Although it is well known that immunology regulations may affect cancer development [26], these five lncRNAs associated with osteosarcoma prognosis are rarely studied in immunodeficiency. In addition, the mRNA modifications are potentially new insights into biological basis [27, 28], especially N4-Acetylcytidine on RNA expression [29], these is no studies exploring the role of these five signatures in mRNA modification, especially N4-Acetylcytidine. Therefore, further researches correlated with immunodeficiency and mRNA modification are needed.

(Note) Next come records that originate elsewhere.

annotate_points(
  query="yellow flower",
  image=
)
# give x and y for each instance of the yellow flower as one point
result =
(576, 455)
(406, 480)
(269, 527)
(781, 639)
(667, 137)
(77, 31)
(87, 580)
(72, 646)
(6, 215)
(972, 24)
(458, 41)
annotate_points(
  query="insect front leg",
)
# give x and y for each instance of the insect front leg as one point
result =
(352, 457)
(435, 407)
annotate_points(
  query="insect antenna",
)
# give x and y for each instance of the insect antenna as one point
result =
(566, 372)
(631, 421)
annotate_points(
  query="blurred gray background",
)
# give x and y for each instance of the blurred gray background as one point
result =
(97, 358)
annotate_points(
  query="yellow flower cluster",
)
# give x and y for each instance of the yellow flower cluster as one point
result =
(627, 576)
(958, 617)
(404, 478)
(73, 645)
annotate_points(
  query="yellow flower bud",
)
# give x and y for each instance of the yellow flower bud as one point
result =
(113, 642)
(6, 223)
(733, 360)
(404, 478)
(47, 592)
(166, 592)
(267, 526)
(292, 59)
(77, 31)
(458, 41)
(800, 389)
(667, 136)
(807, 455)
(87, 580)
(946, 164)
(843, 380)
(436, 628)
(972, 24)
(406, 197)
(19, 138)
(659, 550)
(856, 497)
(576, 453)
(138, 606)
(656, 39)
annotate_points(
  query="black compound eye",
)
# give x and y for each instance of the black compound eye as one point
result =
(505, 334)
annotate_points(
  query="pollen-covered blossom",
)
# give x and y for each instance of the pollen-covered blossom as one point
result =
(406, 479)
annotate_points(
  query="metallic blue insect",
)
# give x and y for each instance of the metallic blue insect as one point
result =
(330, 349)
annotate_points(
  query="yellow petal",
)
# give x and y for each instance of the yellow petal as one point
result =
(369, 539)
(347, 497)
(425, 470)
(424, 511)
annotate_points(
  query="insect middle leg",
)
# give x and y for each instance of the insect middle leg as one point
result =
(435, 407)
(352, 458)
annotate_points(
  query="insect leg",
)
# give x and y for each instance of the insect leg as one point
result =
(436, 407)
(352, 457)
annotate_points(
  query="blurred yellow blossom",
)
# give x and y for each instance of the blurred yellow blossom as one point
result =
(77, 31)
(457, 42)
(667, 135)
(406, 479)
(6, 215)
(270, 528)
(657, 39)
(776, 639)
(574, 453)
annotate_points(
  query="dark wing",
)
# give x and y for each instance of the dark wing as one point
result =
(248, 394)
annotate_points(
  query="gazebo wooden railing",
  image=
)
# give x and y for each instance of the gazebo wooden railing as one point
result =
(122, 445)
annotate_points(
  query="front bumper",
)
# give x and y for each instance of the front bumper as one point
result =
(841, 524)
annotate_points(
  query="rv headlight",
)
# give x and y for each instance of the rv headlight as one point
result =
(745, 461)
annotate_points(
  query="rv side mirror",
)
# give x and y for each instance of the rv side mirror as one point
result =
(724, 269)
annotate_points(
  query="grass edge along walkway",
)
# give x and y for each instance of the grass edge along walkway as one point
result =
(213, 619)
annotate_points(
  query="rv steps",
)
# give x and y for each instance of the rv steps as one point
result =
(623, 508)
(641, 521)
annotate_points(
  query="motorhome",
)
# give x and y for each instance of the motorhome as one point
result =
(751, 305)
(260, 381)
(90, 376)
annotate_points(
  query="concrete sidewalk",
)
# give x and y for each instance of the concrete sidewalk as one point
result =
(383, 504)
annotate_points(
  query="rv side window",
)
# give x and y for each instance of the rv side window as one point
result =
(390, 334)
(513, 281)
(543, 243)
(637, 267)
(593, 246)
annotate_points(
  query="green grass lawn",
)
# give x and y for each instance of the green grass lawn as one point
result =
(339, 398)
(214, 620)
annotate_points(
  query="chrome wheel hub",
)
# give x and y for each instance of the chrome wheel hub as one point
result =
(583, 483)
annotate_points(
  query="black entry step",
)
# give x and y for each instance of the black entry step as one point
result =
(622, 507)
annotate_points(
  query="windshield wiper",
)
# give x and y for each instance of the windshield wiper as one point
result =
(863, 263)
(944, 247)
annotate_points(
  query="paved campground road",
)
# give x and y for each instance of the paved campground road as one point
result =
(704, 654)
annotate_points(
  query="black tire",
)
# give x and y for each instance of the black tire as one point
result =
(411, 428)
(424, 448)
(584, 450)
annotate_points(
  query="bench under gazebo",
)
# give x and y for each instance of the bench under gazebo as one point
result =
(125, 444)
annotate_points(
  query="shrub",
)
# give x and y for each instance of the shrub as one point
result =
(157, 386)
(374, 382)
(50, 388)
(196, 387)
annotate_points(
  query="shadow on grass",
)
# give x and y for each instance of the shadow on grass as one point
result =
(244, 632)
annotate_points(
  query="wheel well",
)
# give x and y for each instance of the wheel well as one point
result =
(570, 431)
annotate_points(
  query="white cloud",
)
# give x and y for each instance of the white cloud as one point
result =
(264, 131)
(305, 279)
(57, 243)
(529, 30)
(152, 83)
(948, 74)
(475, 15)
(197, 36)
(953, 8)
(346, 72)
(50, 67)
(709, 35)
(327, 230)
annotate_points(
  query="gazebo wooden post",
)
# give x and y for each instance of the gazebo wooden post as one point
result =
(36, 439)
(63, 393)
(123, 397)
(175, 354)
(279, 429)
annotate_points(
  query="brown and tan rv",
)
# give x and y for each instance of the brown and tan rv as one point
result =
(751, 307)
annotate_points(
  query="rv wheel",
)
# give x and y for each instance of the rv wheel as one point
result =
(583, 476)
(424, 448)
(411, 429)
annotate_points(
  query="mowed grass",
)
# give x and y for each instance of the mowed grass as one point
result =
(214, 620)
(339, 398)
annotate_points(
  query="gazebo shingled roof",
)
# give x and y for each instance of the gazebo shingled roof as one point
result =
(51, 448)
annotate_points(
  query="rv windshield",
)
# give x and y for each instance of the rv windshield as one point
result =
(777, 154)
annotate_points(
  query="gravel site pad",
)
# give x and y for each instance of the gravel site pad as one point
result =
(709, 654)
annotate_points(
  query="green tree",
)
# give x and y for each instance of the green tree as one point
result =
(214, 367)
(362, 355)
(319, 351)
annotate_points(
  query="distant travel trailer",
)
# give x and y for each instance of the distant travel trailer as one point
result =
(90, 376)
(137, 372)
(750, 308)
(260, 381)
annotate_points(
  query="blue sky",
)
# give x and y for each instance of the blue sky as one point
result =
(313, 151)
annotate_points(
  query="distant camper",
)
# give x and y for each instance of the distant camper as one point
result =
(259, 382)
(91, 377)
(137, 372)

Next, to identify the functions of these five lncRNAs, we analyzed their related PCGs to explore the function of these lncRNAs according to the theory that co-expressed genes are more likely to be functionally related [30]. According to GO functional enrichment analysis, the BPs of the five-lncRNA signature mainly involved multicellular organismal processes, the response to stimulus, reproductive processes, localization, cellular processes, and metabolic processes. The KEGG pathway results suggested that olfactory transduction, steroid hormone biosynthesis, neuroactive ligand-receptor interaction, and arachidonic acid metabolism were related to the five-lncRNA signature. The relation of many PCGs with olfactory transduction in the KEGG pathway results was intriguing. Olfactory transduction has been reported in many different kinds of tumours, such as breast cancer [31], thyroid carcinoma [32], and hepatocellular carcinoma [33]. However, the relationship between olfactory transduction and osteosarcoma has not been reported, which provides a new point for osteosarcoma research.

Finally, PPI network was performed to explore the potential biological interaction or co-expression of lncRNA-correlated PCGs [34, 35]. We found RTP1 played an important role in the PPI network, suggesting RTP1 is a potential biomarker that regulates the prognosis of osteosarcoma. To our knowledge, there is rarely study reveal the mechanism of RTP1 in osteosarcoma, which indicated a new target for diagnosis or treatment of osteosarcoma.

Our study still has some limitations. Firstly, we only conducted high-throughput mRNA-seq profiling data analysis; therefore, for deeply understanding the mechanism, it is necessary for further functional verification of the importance of these five lncRNAs in the prognosis of osteosarcoma. Secondly, we only analyzed the data from the TARGET database with limited sample size, therefore other related omic data should be further collected to identify more significant biomarkers that could be interacting with the identified lncRNAs to jointly affect the survival status in a multilayer genetic regulation network [34,35,36]. Lastly, this study did not explore the possibility to construct a machine-learning tool based on these lncRNAs for prediction of survival due to technical reasons, and we will further try to use the biomarkers to predict the survival based on machine learning tools for better osteosarcoma survival prediction [37, 38].

Conclusions

In summary, we performed univariate and multivariate Cox regression analyses to identify five lncRNAs related to the survival of patients with osteosarcoma.